A Guatemalan man who purchased airplanes in Virginia for the international trafficking of tons of cocaine was sentenced to just under 22 years in prison this morning.
Fernando Chang Monroy, 37, pleaded guilty in March to conspiracy to possess with the intent to distribute 5 kilograms or more of cocaine on board an aircraft registered in the U.S. The twin-engine, turbo-prop airplanes were used to transport more than a ton of cocaine from an airfield in Venezuela to Honduras.

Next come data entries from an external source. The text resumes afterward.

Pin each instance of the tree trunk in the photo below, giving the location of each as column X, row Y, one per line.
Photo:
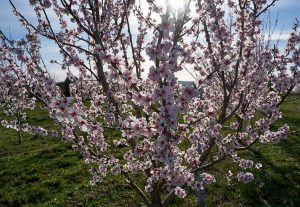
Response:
column 19, row 136
column 155, row 197
column 201, row 192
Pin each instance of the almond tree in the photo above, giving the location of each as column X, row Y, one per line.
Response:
column 127, row 54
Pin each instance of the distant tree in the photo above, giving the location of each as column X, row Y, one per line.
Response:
column 127, row 54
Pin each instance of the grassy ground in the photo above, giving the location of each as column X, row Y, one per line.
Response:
column 47, row 172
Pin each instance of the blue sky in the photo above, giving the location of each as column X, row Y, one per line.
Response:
column 287, row 10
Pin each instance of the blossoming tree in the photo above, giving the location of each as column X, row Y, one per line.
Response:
column 126, row 55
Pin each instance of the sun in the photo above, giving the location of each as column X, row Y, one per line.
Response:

"As far as I can tell, it's the biggest drug case that has ever come before a Richmond court," said Erik S. Siebert, an assistant U.S. attorney told U.S. District Judge Henry E. Hudson. "I will concede the defendant is not at the top of the food chain at all. But he was dealing with them," Seibert added.
The government sought a 21-year, 11-month prison term, at the low end of the federal sentencing guidelines, citing Chang Monroy's lack of a prior criminal record and his decision not to fight extradition from Guatemala and to plead guilty which allowed authorities to not reveal confidential sources or methods used in the case.
Hudson told Chang Monroy, "I do find that you are a significant player in a major conspiracy to import huge amounts of cocaine into the United States ... it's a disturbingly serious offense."
When he was arrested in Guatemala City last year, Chang Monroy was armed with two handguns. Speaking through an interpreter this morning, the father of three told Hudson, "From the moment I was arrested I knew that I had been wrong, I wanted to accept my guilt."
"I am very sorry because I hurt so many people with drugs (that entered) the United States," said Chang Monroy. He also apologized to his family and to Hudson moments before he was sentenced.
Earlier one of his lawyers, Dennis N. Urbano, of Miami, unsuccessfully sought a sentence below the guidelines arguing that his client did not play an organizing or leadership role in the conspiracy, but rather a broker or middleman.
"My client has done everything right that he absolutely could to show remorse," said Urbano.
The two Beechcraft King Airs were purchased somewhere in the federal Eastern District of Virginia. Chang Monroy admitted that the first one was sold to a Honduran drug trafficking organization for a percentage of the profit from 1,000 kilograms of cocaine transported aboard it in 2013 Venezuela, to Honduras.
The second airplane was sold to a Colombian drug trafficking organization. In 2014 it was flown to Venezuela and loaded with 1,000 kilograms of cocaine. But the pilots refused to take off despite assurances of a safe departure after seeing Venezuelan military aircraft overhead. The cocaine was taken off the aircraft and the aircraft was destroyed.
In pleading guilty, Chang Monroy also admitted to finding pilots and altering one of the aircraft to facilitate the smuggling. He also arranged for the safe passage of the aircraft through Venezuelan air space via corrupt radar operators.
It is apparently the first such prosecution in the Eastern District of Virginia. Authorities said the large used aircraft market in the U.S. plays a key role in international drug trafficking by providing an inexpensive and relatively safe way for large trafficking organizations to move drugs.
The case was investigated by the DEA, IRS and FBI, as well as police in Hanover County, Chesterfield County and Richmond, and the Virginia State Police.